Princeton all-time moment No. 10 – The Comeback

We’re counting down the top 10 moments in each Ivy school’s history as part of our Ivy League at 60 retrospective. We’re starting with Princeton because that’s where Hoagie Haven is.


To most observers, Ivy League basketball in the 20th century was not much more than an annual ritual the purpose of which was to crown either Penn or Princeton as champions. Naturally, the annual home and home series between these two combatants developed into the fiercest rivalry in collegiate basketball. None was more intense … and none was as much fun.

On Feb. 9, 1999, the Tigers arrived at The Palestra for the season’s first meeting. At 6-0 in Ivy competition, the Tigers were riding a 10-game winning streak that was sparked by a Rainbow Classic sweep of Florida State, Charlotte and Texas on successive nights in December. The Tigers looked forward to their annual Palestra visit with a great deal of confidence. But as the pundits like to say, when these two get together, “you can throw the record book away.”

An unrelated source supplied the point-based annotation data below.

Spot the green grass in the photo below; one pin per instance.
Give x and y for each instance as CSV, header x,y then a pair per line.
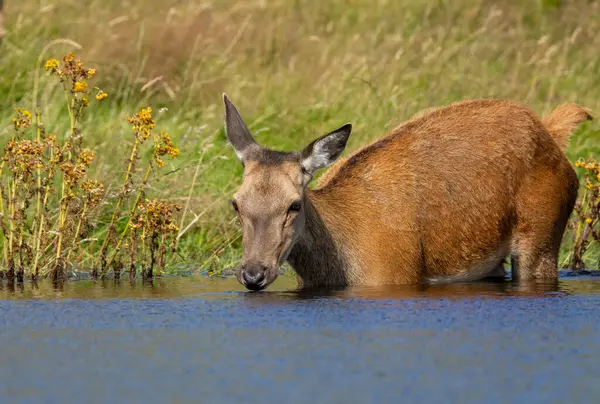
x,y
295,69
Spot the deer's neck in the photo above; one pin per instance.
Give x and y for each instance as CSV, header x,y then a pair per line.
x,y
315,257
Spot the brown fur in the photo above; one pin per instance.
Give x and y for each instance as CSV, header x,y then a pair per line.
x,y
449,192
445,196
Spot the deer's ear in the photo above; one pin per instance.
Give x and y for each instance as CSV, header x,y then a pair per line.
x,y
236,130
325,150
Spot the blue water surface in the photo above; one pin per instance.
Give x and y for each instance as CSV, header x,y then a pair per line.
x,y
187,340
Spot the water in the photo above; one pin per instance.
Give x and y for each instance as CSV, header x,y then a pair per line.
x,y
198,340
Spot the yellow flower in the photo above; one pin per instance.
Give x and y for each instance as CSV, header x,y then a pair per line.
x,y
52,65
86,157
101,95
23,119
79,86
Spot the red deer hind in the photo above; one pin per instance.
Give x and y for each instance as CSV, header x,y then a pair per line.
x,y
446,196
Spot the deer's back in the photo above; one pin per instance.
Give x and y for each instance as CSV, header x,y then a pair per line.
x,y
439,191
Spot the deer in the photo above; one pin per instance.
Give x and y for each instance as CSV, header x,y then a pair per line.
x,y
448,196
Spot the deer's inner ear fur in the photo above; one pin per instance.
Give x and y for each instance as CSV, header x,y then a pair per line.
x,y
236,130
325,150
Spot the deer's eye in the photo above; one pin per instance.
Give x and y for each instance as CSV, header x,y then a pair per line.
x,y
295,206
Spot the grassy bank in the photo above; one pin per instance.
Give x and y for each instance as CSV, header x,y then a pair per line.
x,y
295,69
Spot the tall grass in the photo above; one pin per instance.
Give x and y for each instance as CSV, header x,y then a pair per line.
x,y
295,69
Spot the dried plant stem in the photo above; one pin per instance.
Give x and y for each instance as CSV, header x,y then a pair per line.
x,y
4,240
38,204
131,213
78,229
65,188
38,245
111,227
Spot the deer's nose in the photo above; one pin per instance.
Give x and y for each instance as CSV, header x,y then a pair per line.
x,y
254,276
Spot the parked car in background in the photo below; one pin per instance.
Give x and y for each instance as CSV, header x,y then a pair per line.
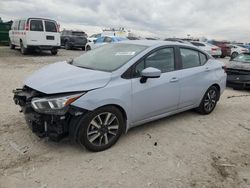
x,y
106,91
35,33
236,50
238,71
224,46
73,39
102,41
245,46
96,35
178,40
213,50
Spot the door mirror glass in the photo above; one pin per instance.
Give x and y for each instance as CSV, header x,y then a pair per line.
x,y
150,72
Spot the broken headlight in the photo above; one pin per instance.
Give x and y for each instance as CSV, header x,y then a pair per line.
x,y
57,105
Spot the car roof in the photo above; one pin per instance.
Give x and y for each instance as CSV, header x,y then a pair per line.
x,y
35,18
150,43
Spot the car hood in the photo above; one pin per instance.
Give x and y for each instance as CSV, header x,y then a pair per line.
x,y
238,65
62,77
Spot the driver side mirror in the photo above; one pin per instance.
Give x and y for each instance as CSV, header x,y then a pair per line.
x,y
149,72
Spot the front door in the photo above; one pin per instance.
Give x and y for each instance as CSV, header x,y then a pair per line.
x,y
158,95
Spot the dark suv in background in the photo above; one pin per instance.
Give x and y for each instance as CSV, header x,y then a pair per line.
x,y
225,47
73,39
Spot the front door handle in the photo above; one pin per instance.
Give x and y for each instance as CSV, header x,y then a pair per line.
x,y
174,79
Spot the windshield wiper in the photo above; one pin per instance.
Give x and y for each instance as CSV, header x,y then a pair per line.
x,y
84,67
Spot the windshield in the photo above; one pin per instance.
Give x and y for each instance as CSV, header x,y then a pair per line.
x,y
244,58
108,57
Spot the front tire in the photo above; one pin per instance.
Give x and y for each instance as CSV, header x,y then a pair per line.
x,y
100,129
209,101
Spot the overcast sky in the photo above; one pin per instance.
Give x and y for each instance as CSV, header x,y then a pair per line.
x,y
217,19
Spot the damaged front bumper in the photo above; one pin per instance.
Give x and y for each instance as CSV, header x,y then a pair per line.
x,y
53,126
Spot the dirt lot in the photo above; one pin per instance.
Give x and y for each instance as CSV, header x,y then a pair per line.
x,y
185,150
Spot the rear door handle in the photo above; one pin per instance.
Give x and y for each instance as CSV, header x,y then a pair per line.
x,y
174,79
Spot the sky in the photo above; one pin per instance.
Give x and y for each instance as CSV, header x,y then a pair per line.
x,y
213,19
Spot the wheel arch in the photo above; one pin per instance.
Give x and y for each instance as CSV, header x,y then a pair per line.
x,y
218,88
122,110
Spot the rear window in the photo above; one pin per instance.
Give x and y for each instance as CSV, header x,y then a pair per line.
x,y
50,26
36,25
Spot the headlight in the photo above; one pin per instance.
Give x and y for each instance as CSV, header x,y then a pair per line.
x,y
57,105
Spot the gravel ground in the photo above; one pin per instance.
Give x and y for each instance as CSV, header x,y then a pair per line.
x,y
185,150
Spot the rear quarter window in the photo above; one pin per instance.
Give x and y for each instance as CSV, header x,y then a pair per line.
x,y
190,58
50,26
36,25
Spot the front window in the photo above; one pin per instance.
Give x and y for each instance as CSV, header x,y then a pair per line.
x,y
109,57
243,58
162,59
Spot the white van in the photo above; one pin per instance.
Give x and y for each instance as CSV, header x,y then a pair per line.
x,y
35,33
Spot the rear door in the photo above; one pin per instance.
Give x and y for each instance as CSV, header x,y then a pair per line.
x,y
52,36
43,32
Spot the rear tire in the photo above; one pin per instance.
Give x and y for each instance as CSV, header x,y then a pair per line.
x,y
54,51
100,129
24,50
209,101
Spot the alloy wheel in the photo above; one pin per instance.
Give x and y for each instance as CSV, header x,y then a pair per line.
x,y
210,100
102,129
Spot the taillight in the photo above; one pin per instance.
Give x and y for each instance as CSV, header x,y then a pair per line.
x,y
224,68
27,27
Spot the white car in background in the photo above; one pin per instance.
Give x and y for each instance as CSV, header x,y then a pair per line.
x,y
35,33
213,50
236,50
95,43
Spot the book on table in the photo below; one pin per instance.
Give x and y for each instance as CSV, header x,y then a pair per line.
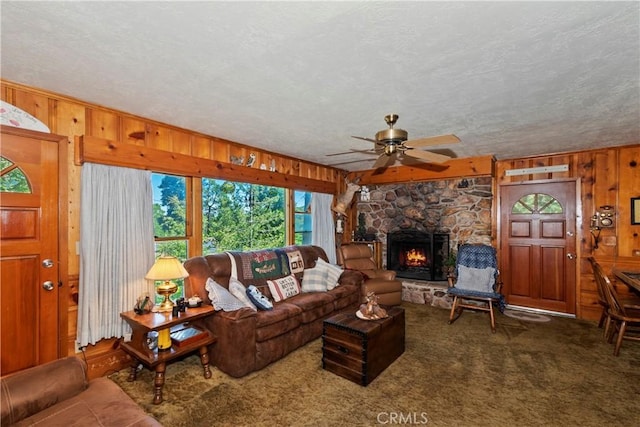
x,y
186,334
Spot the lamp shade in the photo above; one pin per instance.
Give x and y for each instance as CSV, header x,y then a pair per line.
x,y
167,268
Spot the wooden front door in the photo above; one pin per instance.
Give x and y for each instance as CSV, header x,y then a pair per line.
x,y
29,258
538,245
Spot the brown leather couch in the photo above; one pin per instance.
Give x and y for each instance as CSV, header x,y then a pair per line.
x,y
59,393
249,340
382,282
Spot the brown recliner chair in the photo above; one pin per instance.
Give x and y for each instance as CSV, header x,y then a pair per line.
x,y
382,282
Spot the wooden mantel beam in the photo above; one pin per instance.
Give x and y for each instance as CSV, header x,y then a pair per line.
x,y
454,168
104,151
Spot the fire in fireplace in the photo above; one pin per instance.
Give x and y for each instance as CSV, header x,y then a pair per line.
x,y
415,254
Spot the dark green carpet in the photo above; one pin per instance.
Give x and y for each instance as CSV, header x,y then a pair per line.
x,y
558,373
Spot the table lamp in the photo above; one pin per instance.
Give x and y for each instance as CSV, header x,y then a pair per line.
x,y
166,268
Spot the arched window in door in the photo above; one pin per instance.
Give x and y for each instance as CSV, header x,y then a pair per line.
x,y
12,178
537,203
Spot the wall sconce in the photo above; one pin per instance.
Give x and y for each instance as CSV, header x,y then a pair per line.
x,y
463,183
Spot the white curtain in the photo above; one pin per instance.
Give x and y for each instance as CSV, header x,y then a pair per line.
x,y
116,248
323,233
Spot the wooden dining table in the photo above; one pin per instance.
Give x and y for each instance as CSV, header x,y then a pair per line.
x,y
628,276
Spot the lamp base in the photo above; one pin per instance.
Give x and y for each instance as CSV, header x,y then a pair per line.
x,y
166,290
164,339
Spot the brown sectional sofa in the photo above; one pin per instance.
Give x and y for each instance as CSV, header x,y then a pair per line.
x,y
59,393
249,340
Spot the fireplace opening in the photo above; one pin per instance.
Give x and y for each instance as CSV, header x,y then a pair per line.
x,y
415,254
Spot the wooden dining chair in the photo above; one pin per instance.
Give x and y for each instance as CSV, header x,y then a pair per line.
x,y
601,280
623,321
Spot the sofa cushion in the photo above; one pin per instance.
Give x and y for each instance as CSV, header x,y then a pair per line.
x,y
221,298
314,279
333,273
314,305
345,295
238,290
102,404
284,288
283,318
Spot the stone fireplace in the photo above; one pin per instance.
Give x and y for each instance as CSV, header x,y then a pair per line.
x,y
461,212
416,254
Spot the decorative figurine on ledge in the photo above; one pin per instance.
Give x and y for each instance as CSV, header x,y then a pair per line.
x,y
371,310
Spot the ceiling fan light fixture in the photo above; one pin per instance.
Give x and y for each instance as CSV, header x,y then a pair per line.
x,y
392,135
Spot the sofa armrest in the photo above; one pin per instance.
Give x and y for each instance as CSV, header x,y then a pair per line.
x,y
351,277
32,390
235,351
381,274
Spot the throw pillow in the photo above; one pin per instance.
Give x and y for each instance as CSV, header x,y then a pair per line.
x,y
238,290
221,298
314,279
284,287
333,273
258,298
476,279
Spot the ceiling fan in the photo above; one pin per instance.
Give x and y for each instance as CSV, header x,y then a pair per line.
x,y
392,144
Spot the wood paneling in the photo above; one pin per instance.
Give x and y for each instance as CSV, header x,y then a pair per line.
x,y
609,176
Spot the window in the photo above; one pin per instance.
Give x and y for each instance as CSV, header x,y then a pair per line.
x,y
169,219
302,212
537,203
12,179
239,216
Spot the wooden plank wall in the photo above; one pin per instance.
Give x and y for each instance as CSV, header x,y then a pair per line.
x,y
609,176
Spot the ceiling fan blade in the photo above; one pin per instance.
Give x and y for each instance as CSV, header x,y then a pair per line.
x,y
348,162
433,140
370,151
427,155
385,160
365,139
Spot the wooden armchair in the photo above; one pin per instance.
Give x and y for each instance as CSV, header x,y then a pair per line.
x,y
621,319
477,284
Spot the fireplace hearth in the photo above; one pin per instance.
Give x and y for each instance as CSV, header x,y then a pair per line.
x,y
415,254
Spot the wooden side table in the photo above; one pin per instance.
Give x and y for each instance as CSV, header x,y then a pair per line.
x,y
142,324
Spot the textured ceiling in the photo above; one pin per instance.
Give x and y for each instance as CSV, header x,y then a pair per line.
x,y
510,79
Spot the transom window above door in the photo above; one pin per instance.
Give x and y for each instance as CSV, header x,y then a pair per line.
x,y
537,203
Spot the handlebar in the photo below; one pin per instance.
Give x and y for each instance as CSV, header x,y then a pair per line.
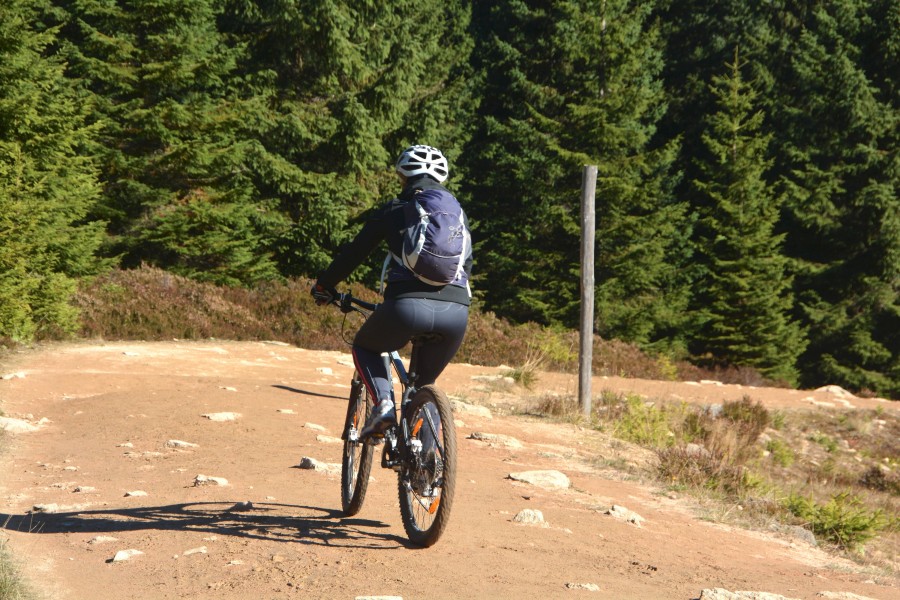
x,y
347,303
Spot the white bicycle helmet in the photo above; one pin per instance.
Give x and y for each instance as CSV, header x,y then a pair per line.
x,y
423,160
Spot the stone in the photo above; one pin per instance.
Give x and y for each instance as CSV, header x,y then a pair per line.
x,y
222,417
314,465
11,425
530,516
200,480
623,514
102,539
550,480
472,409
180,444
123,555
722,594
496,439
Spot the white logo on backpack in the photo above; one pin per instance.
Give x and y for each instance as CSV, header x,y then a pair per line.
x,y
436,241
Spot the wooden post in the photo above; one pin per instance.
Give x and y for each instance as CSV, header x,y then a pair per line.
x,y
586,350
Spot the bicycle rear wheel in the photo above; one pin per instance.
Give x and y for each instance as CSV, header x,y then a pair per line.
x,y
357,460
427,479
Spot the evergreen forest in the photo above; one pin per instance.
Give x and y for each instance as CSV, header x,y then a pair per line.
x,y
747,209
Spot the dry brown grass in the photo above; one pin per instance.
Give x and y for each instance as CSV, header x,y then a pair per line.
x,y
150,304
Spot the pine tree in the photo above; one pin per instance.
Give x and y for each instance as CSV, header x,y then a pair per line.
x,y
350,84
176,190
565,85
744,293
839,134
47,185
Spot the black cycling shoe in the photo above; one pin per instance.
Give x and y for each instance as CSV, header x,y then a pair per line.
x,y
384,414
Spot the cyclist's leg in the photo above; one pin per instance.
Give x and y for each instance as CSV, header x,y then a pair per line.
x,y
450,320
380,333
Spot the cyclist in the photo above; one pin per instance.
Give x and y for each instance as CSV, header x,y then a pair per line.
x,y
411,306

Brian Earl got things underway on a positive note, opening the scoring with a long three-pointer. The Quakers answered with a 29-0 run, stunning the Tigers and igniting a frenzy in the packed arena. (The noise generated by a full house in the Palestra is unlike anything this writer has ever experienced.) At the half, the lead was 33-9, achieved in perhaps the best 20 minutes played by any of Fran Dunphy’s teams. Two minutes into the second half, the Quakers extended the lead to 40-13.

A clearly exasperated Bill Carmody called a timeout. He is alleged to have suggested to his befuddled club, “You are smart guys, you figure it out.” The unlikeliest comeback in history followed.

Holding the hot-shooting Quakers to nine more points, the Tigers scored an astonishing 37 of their own behind the heroics of Brian Earl and rookie center Chris Young. Young’s sweeping hook shot gave the Tigers the lead, 50-49, at the 2:14 mark. Neither team scored again and the chapter titled “Black Tuesday” went into Palestra history.

It must be pointed out (before The AQ gets a chance) that Penn rebounded nicely, winning their last seven games, including a Jadwin thrashing of the Tigers, to claim another Ivy title. But “The Comeback” remains an unforgettable moment in the best rivalry of all.